Why logging is important
Logging your code plays a very crucial role to support your service into production. Without enough logging, it becomes very difficult to debug issues into production.
The support team can find difficulties to support customer issues with a lack of logging. As a result, more problems to solve by the engineering team. Some of them can be related to invalid inputs or invalid data from customers. These problems are difficult to solve by the engineering team. Hence, loss in development productivity.
For example, on the e-commerce website, few customers reported that the Order Details page has issues with missing images, details, and tracking information. The sample logs recorded during Order details API call.
How to Design proper Instrumentation or logging
Various aspects need to consider while instrumenting your code. For instance, correlation logs, what technology to choose, data retention, costing, and many more. But some of them are mandatory and part of fundamental engineering. These require detailed planning and thought process ahead of time.
End to End Correlation
Each API request should have a unique identifier that should be tied up with all logs statements related to this request. Correlation id or request-id are common unique identifier.
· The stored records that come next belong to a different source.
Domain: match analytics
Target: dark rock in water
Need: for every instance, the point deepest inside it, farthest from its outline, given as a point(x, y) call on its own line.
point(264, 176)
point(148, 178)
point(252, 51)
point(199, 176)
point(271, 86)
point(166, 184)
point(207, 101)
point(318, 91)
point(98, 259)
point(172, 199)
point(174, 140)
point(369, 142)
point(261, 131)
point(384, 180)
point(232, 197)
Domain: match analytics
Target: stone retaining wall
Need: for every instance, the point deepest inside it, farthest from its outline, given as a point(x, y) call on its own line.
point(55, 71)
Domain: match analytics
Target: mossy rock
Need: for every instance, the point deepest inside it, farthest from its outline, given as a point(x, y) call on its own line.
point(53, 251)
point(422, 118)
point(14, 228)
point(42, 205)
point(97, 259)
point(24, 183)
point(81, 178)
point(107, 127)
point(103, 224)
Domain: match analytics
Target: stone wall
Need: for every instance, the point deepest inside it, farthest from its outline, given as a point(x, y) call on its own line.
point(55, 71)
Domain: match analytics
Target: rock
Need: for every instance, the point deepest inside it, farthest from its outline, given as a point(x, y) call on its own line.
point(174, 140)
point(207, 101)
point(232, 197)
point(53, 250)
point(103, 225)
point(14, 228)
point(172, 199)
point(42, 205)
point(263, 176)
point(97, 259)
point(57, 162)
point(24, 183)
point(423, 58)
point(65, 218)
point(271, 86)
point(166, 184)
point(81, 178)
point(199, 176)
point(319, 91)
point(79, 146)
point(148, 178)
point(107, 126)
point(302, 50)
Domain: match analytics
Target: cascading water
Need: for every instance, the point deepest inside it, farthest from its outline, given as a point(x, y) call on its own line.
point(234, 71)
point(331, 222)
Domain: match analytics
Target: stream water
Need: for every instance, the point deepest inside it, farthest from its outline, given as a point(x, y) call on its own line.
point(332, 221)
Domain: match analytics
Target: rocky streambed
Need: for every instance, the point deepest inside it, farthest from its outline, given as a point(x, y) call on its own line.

The Http request receives the unique identifier in its request header.
For instance, you can generate GUID into the client application and send this value as an HTTP header with any key name. For instance, x-correlation-id.
Contextual Log statements
Use contextual and simple log statements which will help the reader to understand the purpose of the log. For instance, while fetching order details API, you can see the following logs are easily readable.
Different types of logs
Common Log types are Informational, Verbose, Warning and Error.
|Informational (Info)||Record the general information talks about the progress and flow of the process. For instance, Start/stop of service, intermediate checkpoints, etc. This type should be default ON into Production systems.|
|Verbose||More than General Information which records granular steps. For instance, each iteration of for loops with different parameters logged, any other system information which is only needed in specific scenarios. This type of log is not recommended to keep ON. This should be enabled only in certain circumstances where Info logs are not enough to debug.|
|Warning||Any potential warning may cause side-effects, but it will not abort the execution of process. For instance, Shipment tracking information call is failing, due to which this information cannot be shown on the order details page. But other order details are available. This kind of information should be recorded as Warning.|
|Error||Any errors/exceptions which will abort the further execution of the process. Generally, this type of logs is recorded into a try-catch() block where exception handling is needed.|
Verbose level logging helps to discover internal issues that are not available with Informational logs. As a result, the support team can easily understand what is wrong with this order.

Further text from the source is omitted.